A growling stomach isn’t the only way your body tells you it’s hungry. Losing focus, a dropping energy level, dizziness, and mental fogginess can all be signals that your body needs food and/or water, stat. Without the kind of driving hunger that many of my patients have experienced since they can remember, it’s the perfect time to learn new ways of interacting with food. Sleever Lianna advises patients to seize the opportunity to be calculated about what your body needs, rather than what it wants. “Figure out what’s healthy, how many calories/macros it needs, and give that to your body,” she says.
Tip #3: Be aware of head hunger.
Nearly every gastric sleeve patient is familiar with the concept of “head hunger,” a drive to eat that comes not from your physical needs, but from emotional needs (sadness, happiness, loneliness, anxiety, etc.) or social cues. Just because your stomach isn’t giving you much direction doesn’t mean that head hunger won’t rear its head. Be mindful of the difference even during this period. If what you’re feeling is head hunger—and it’s not your designated time to eat healthy foods—read a book, go for a walk or bike ride, or meet a friend for coffee.
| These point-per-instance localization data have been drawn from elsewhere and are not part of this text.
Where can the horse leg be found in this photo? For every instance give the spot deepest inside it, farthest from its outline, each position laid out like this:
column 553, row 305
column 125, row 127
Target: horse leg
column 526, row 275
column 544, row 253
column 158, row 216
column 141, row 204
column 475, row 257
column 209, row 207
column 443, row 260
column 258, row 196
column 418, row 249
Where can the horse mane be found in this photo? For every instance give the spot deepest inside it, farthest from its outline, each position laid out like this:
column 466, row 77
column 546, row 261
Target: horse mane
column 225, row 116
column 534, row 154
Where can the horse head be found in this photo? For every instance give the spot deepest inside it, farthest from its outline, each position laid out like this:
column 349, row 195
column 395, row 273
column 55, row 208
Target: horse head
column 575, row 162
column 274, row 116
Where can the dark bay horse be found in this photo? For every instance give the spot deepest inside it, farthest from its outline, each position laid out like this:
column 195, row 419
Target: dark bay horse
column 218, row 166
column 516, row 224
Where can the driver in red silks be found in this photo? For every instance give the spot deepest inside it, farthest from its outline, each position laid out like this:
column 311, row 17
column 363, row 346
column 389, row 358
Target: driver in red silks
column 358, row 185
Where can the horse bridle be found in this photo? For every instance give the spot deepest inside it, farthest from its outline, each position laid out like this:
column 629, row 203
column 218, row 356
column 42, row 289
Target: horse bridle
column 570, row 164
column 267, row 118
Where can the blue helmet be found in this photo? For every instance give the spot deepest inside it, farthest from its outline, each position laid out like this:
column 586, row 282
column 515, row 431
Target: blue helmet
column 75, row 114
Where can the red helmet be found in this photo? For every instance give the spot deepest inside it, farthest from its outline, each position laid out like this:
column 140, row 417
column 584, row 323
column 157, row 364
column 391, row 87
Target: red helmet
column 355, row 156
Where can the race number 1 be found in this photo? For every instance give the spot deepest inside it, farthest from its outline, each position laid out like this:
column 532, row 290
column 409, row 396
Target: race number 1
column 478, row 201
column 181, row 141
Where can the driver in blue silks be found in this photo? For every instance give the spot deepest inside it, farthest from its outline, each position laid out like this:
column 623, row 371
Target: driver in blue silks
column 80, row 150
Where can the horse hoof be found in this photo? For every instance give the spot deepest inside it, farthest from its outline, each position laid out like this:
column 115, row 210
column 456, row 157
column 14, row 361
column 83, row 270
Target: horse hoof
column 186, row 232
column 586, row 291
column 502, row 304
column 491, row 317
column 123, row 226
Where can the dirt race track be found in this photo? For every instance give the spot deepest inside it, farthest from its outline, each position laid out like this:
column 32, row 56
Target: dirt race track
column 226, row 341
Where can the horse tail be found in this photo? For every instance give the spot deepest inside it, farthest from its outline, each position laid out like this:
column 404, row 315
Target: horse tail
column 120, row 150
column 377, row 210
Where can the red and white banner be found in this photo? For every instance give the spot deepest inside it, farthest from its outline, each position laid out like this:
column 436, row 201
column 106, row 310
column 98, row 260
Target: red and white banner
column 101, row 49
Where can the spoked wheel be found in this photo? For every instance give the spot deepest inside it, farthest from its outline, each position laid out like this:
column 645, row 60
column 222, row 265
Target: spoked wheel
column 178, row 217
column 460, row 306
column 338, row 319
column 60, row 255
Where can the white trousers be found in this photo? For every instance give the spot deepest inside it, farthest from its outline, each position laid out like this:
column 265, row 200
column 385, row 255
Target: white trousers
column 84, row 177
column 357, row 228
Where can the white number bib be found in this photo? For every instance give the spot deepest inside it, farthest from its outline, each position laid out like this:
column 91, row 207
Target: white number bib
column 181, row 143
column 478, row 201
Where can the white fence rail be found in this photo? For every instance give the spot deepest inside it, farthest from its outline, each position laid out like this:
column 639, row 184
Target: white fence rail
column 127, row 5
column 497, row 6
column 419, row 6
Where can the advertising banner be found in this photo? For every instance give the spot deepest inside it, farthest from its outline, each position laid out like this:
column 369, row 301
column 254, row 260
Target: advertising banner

Find out what works for you because…
Tip #4: It probably won’t last forever.
An appetite that goes into hibernation for weeks or months isn’t all that unusual. But it’s very rare for sleevers to have zero appetite for substantial amounts of time (think years). So assume that traditional hunger cues will eventually return and plan accordingly. Many people in the no-appetite phase say they could go all day without eating, and it only occurs to them to eat at night (social cues). Your body needs regularly-spaced, high-quality nutrition. When you don’t get it, not only do you risk operating at less than your best, but temptation can creep in. Something like: I haven’t eaten anything all day, so I can “spend” all those calories on a giant bowl of ice cream. But when your appetite returns, likely sooner rather than later, you’ll have established a pattern of eating ice cream every night. Talk about a hard habit to break! The best course of action is to establish a pattern of healthful eating, no matter how little or how big your appetite. Our sleever, Lianna, is glad she did. “My appetite came back, but I was already dialed in with nutrition by then,” she shares.
No matter where you are on the hunger spectrum, make nutrition a priority by sipping enough liquid and getting your recommended protein and produce throughout the day.